Current archive solutions achieve this through active intervention i.e. copying the data before its current carrier deteriorates or becomes obsolete.
Permanence is the most important criteria for archive storage. The data should never be lost or modified. Current archive solutions achieve this through active intervention i.e. copying the data before its current carrier deteriorates or becomes obsolete.
Availability and security go hand in hand. The more available the data for users and applications the less secure. This is a trade-off usually based on the value of the data being stored. Resources can be spent making data more available, on-line vs on-shelf, but then more resources must be spent, if the same level of security is required, with the downside of reducing availability again.
How tightly integrated should archive storage be to a media workflow? The answer is that it must be integrated in such a way as to meet the needs of both creative and management. And, it must be automatic. If multiple human decisions and effort must be made to archive something, it will not reliably happen. Data will be lost.
To put it another way; if part of your contract is to keep the assets for a specific period then that storage gets billed separately from the production process, however a well-designed workflow can use that storage during the production process thus reducing TCO.
Where to store data?
What belongs on-site, in the cloud or at Iron Mountain (or some other bunker)? Accessibility, quantity and cost need to be considered. For me, the determining factor was cost. When the price of a 6Tbyte disc dropped to $200 we integrated the writing of these disks (physical duplication) into the workflow and treated them as tapes within the library system. This meant the time interval for spooling and checking tapes was the same as for the discs and removal to off-site storage followed the same procedure, when the library got full.
Admittedly, the original material was available elsewhere and the metadata for recreating the finished product was stored separately.
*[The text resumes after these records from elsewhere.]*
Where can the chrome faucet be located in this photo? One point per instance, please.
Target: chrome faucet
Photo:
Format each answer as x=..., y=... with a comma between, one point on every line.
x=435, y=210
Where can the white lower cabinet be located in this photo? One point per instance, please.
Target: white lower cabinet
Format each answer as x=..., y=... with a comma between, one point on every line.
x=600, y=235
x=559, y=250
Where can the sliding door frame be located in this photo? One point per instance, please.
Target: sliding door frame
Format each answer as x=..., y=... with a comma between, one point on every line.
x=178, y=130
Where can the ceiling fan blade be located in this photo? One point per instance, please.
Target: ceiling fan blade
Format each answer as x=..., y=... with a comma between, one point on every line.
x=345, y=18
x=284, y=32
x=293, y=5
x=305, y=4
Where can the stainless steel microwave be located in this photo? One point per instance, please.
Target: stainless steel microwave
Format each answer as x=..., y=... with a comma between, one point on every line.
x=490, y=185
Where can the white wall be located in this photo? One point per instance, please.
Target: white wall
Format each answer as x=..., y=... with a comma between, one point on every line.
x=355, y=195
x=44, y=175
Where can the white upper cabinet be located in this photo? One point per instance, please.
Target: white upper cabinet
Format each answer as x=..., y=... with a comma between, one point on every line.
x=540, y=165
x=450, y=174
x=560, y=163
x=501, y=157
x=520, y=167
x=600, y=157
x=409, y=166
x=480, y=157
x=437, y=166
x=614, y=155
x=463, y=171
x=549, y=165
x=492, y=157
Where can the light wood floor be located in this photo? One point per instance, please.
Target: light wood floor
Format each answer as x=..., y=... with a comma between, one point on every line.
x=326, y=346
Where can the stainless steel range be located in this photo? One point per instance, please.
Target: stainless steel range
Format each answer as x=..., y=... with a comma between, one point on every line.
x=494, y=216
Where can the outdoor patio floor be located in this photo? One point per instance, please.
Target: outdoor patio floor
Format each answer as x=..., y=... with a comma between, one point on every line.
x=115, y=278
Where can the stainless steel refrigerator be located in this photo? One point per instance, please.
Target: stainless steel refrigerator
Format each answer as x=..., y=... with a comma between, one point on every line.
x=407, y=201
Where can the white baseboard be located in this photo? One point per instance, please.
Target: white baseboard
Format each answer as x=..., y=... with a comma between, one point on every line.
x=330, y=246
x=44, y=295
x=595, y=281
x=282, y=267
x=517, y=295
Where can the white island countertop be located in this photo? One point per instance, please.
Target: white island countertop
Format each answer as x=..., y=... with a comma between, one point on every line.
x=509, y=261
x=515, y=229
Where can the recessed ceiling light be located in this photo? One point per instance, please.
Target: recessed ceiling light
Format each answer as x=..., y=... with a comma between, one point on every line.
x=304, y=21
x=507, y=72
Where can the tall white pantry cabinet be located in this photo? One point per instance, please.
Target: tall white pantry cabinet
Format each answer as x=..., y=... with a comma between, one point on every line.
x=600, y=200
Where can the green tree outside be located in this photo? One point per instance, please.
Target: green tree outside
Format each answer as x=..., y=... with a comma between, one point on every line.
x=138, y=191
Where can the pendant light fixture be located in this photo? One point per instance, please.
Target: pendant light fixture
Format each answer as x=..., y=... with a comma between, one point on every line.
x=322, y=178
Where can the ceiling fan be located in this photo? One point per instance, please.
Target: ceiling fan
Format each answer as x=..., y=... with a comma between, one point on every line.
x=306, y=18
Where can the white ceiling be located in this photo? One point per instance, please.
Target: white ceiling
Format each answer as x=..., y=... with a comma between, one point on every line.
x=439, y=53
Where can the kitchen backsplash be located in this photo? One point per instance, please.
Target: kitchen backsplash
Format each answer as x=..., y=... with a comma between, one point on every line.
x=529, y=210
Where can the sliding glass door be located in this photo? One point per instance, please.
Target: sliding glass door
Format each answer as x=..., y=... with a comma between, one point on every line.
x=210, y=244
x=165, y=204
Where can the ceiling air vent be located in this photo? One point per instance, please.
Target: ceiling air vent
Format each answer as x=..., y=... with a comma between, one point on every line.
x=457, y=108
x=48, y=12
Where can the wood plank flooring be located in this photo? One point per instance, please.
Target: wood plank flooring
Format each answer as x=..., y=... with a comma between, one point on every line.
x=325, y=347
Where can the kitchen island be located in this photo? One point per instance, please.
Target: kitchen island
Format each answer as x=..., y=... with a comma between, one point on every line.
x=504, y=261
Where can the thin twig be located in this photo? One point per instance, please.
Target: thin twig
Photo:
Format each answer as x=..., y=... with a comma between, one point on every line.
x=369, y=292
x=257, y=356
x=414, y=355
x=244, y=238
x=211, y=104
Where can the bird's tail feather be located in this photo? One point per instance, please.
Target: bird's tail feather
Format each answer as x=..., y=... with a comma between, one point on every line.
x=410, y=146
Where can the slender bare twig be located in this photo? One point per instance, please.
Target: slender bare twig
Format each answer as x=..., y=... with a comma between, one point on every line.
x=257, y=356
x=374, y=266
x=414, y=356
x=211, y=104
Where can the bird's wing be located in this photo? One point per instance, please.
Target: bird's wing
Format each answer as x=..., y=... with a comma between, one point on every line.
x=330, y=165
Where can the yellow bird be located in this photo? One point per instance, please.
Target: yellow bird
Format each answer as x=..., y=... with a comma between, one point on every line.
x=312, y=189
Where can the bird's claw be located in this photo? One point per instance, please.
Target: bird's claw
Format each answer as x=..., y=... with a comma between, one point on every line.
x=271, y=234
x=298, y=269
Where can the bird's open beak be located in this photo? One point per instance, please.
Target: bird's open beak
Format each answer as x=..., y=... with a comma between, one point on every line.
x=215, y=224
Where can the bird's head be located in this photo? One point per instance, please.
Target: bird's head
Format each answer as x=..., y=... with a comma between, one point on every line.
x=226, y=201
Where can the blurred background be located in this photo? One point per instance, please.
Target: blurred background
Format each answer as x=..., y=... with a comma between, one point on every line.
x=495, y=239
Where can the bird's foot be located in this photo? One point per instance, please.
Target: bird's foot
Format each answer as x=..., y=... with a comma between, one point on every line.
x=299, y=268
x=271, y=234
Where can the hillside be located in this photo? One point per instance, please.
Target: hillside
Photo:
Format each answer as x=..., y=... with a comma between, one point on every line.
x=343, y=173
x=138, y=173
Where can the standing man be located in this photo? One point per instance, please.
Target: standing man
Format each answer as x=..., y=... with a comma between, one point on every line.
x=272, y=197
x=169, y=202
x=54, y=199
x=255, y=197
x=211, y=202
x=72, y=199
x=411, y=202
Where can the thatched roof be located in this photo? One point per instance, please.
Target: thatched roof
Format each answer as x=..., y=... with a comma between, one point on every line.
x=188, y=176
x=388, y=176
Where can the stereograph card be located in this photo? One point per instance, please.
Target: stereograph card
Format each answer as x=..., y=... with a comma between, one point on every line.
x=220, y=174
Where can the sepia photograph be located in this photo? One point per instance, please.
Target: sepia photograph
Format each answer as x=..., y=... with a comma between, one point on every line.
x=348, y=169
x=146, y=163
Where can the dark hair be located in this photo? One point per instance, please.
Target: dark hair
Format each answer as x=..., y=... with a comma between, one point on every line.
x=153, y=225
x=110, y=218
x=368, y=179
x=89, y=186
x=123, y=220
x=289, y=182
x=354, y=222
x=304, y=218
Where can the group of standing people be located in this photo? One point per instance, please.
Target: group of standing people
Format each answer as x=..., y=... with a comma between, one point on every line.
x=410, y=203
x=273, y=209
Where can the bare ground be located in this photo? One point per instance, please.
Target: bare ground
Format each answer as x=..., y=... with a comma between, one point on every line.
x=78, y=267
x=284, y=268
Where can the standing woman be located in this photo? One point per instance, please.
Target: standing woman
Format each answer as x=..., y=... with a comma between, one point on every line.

Cloud storage was not an option then, but considering that the cost (not price) of a Pbyte in the cloud is around $2500 per month, it might be worth considering. The downside being accessibility, but you no longer have the hassle of duplication and migration.
Choosing a cloud storage provider is not simple. There are many variables that must be weighted before making a decision. Image courtesy Cloudstoragebest
Today if my cloud storage was cost effective, I would keep the data on-site for a reasonable period after production then move it to the cloud and reuse the local storage. In this case the equation about what kind of on-site storage should be used changes, as the amount of needed local storage has been greatly reduced. It may then make sense to have a small near-line system on-site thus facilitating automatic transfer into the cloud. This is where quantity comes into play.
Bandwidth to move content to off-site storage costs about $2 per Mbs/month. Just to make things simple let’s say you already have a real gigabit uplink and you do a petabyte per year. The bandwidth will cost approximately an extra $500 per month and use about a quarter of your GB uplink.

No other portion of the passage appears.